Hay toda una problemática en esta lotificación, que aunque es una apreciable inversión, desde un principio no contempló los límites de la prudencia de parte de los proyectistas, quienes debieron someterla a un examen más riguroso en el aspecto ecológico, para no llegar al momento en que después de hacer un enorme movimiento de tierra, y haber descombrado un área apreciable que estaba poblada de árboles, se deba paralizar la obra con la consiguiente pérdida para los inversionistas.

Sin embargo, pesando la obra para diferenciar entre las bondades del desarrollo y los daños al entorno que la misma produce, merece mayor consideración la preservación de la vida, porque la destrucción de toda área que encierra reservas forestales y especies de vida silvestre, es un atentado contra la vida en general. Y en el caso específico del Parque Nacional La Tigra, que contiene fuentes de agua y que ha sido el principal referente de bosques de Tegucigalpa, es un descuido imperdonable de las autoridades centrales y municipales, tratar con un anacronismo inadmisible el otorgamiento de permisos de construcción, que no caben en una área que debe ser protegida por toda la vida.

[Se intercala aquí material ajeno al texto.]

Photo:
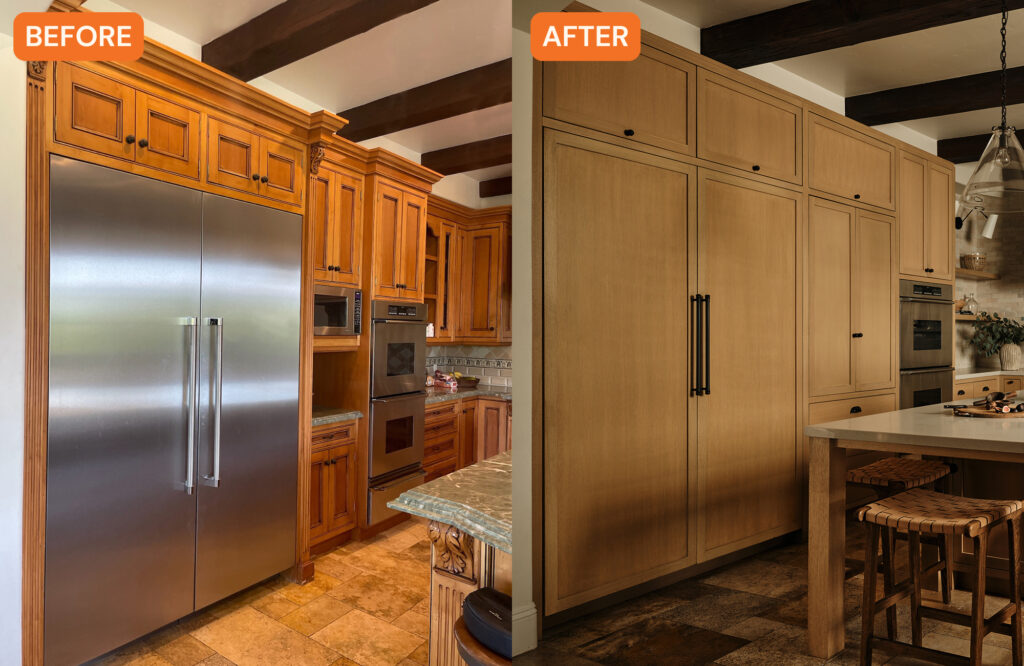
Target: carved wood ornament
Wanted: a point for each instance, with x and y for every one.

No hay zona de amortiguamiento de ningún bosque natural que resista obras de gran penetración destructiva a tan corta distancia de 400 metros, de manera que los ingenieros y los expertos en la materia ecológica, si hubieran analizado de manera  consciente esta obra que avasalla el entorno de La Tigra a tan corta distancia, de antemano debieron haberse pronunciado recomendando la no viabilidad de la misma.

Lo que procede ahora, para evitar la pérdida de la inversión en desmedro de los empresarios, es readecuar el proyecto, porque el problema no se resuelve solo cargando la responsabilidad hacia un solo lado, que es donde falla el criterio desequilibrado de algunos ecologistas que solo andan en procura de levantar banderas de triunfo, que es propiamente lo suyo.

Importa la pérdida de la inversión, por lo que es recomendable que autoridades municipales y gobierno central, junto a los empresarios proyectistas, guardando la cordura, analicen un reacomodamiento de la lotificación, de tal forma que el desarrollo de la lotificación no afecte el entorno ecológico de La Tigra, y por ende no perjudique una importante fuente de vida que para los capitalinos es el Parque La Tigra.

Este es, entre muchos, un caso en que se impone el equilibrio entre el desarrollo y la vida, dos factores importantes que solamente pueden coexistir por medio de las regulaciones legales que toca aplicar a las autoridades responsables.

Así son las cosas y así se las hemos contado hoy martes 10 de septiembre de 2019.